Dogs are rehomed for a variety of reasons. Changing circumstances of the owner, such as death, disability, financial concerns or relocations are common reasons for rehoming. Breeders may rehome retired show or breeding dogs so these dogs can have the joy of having a home where they are a ‘one and only’ companion rather than being one of a group. These dogs are typically well loved, cared for,  trained and socialized.

Rescue Cairns

These are dogs that are often surrendered or removed from poor conditions (puppy mills, hoarding situations etc) or abandoned / stray dogs. Many are not purebred Cairns but may be Cairn mixes. You will have less information available to you as to past health issues, and temperament and getting a rescue does have a greater risk that you may end up with a dog that requires significant unanticipated financial resources, time and effort to address health and temperament issues. Rescue Cairns can be especially rewarding if you are prepared to put in the work needed to help these precious dogs. For families with young children, keep in mind that rescues often come with unknown baggage and you should take your time to assess how the dog interacts with children.  If you have any concerns, even small ones, it might be best to pass and continue your search.  Even if all looks good, you will have to be extra cautious in the early days to curate interactions between children and dog.  Keep in mind that it can take 3 months or more for a rescued Cairn that has been stressed, either by their prior living situation or the circumstances that brought them into rescue, to begin to truly settle into a new home. So be patient, get expert help in necessary and go slow, allowing the dog to set the pace.

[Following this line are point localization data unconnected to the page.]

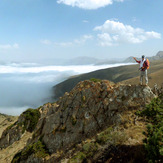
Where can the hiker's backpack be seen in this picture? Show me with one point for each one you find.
(147, 63)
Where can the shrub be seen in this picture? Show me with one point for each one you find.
(153, 142)
(95, 80)
(38, 149)
(31, 118)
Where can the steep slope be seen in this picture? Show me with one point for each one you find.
(93, 113)
(116, 74)
(5, 121)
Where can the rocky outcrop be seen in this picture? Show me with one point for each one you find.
(86, 110)
(26, 122)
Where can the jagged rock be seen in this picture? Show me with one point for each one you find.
(89, 108)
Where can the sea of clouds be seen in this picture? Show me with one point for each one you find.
(29, 85)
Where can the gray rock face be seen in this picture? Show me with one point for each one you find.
(87, 109)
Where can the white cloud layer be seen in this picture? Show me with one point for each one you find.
(81, 40)
(9, 46)
(88, 4)
(114, 33)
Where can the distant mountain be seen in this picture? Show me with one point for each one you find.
(116, 74)
(158, 56)
(95, 122)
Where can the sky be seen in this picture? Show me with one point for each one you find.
(45, 30)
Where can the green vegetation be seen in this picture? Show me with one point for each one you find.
(31, 117)
(78, 158)
(95, 80)
(73, 120)
(154, 135)
(12, 125)
(109, 137)
(38, 149)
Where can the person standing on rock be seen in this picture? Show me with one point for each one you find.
(144, 65)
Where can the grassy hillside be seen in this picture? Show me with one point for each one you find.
(116, 74)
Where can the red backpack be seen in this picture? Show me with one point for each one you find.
(147, 63)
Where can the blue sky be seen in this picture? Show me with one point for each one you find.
(38, 30)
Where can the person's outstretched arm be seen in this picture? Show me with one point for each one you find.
(136, 60)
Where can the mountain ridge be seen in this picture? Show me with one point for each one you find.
(88, 110)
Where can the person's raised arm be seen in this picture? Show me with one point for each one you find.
(136, 60)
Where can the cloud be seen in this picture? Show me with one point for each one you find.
(9, 46)
(81, 40)
(115, 32)
(85, 21)
(46, 42)
(88, 4)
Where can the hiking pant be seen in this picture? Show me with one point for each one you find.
(143, 74)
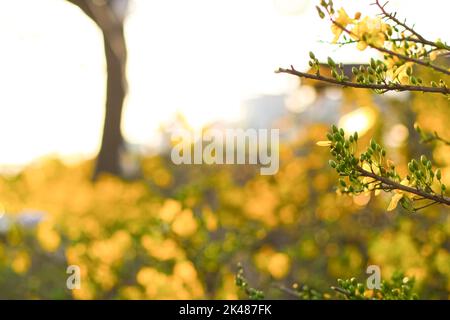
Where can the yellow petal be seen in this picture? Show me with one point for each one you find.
(394, 201)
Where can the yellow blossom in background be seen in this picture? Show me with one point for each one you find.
(399, 194)
(48, 238)
(169, 209)
(342, 21)
(185, 224)
(21, 262)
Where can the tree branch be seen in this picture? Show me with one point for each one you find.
(392, 17)
(398, 186)
(393, 53)
(383, 87)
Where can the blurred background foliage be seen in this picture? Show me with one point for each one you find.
(179, 232)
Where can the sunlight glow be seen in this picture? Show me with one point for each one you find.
(359, 120)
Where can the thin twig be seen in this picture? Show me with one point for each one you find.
(388, 87)
(395, 185)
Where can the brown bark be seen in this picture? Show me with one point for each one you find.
(108, 159)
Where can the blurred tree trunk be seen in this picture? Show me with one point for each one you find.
(109, 17)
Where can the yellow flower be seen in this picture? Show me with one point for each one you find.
(341, 22)
(370, 32)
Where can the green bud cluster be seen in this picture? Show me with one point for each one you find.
(304, 292)
(314, 62)
(398, 288)
(374, 73)
(348, 165)
(422, 175)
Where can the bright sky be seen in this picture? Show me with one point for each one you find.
(202, 58)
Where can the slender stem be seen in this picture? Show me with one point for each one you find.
(395, 185)
(385, 87)
(392, 17)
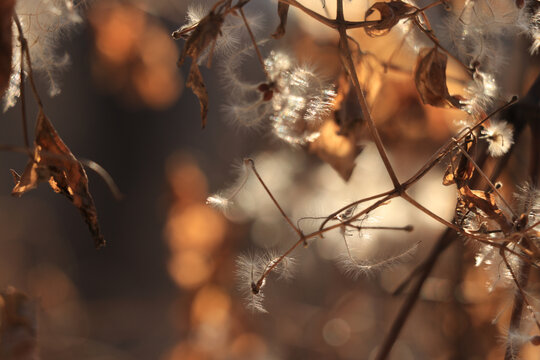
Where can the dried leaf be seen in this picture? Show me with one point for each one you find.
(6, 20)
(391, 12)
(196, 83)
(430, 79)
(54, 162)
(461, 173)
(18, 328)
(475, 200)
(200, 37)
(283, 10)
(204, 34)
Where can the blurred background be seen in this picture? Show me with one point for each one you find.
(164, 287)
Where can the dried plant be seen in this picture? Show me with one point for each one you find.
(336, 109)
(293, 102)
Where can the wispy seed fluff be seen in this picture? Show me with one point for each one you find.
(500, 137)
(233, 31)
(251, 267)
(44, 22)
(294, 98)
(300, 101)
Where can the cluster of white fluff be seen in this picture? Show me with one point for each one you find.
(43, 22)
(233, 32)
(294, 99)
(300, 101)
(251, 267)
(500, 137)
(527, 205)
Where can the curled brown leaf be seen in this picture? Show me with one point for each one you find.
(200, 37)
(391, 13)
(430, 79)
(53, 162)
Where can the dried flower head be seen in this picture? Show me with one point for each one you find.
(300, 101)
(252, 271)
(500, 136)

How can I locate a rescued or rehomed Cairn?

  • Contact breeders to see if they have any Cairns that they may be planning to retire.
  • Breed rescue: Many breed specific rescues are not ‘bricks and mortar’ operations but operate as a volunteer network, on an as needed basis. When a Cairn is in need of rescue, the network will jump into action to obtain, transport and foster the dog, usually with a breeder or other experienced Cairn owner until a new home is found. This fostering time is very important as it will provide a ‘decompression’ period and allow the fosters to assess and intervene for health and temperament issues and, match the dog with a home that will be able to provide the best environment for the dog.
  • The CTCC Rescue network has regional representatives. Contact information can be found  under the Rescue Contacts button.  Be aware that the availability of rescue Cairns is limited - the frequency with which Cairns become available through rescue is low.  If you are open to a rescue, be in touch with our rescue coordinators but be prepared to wait.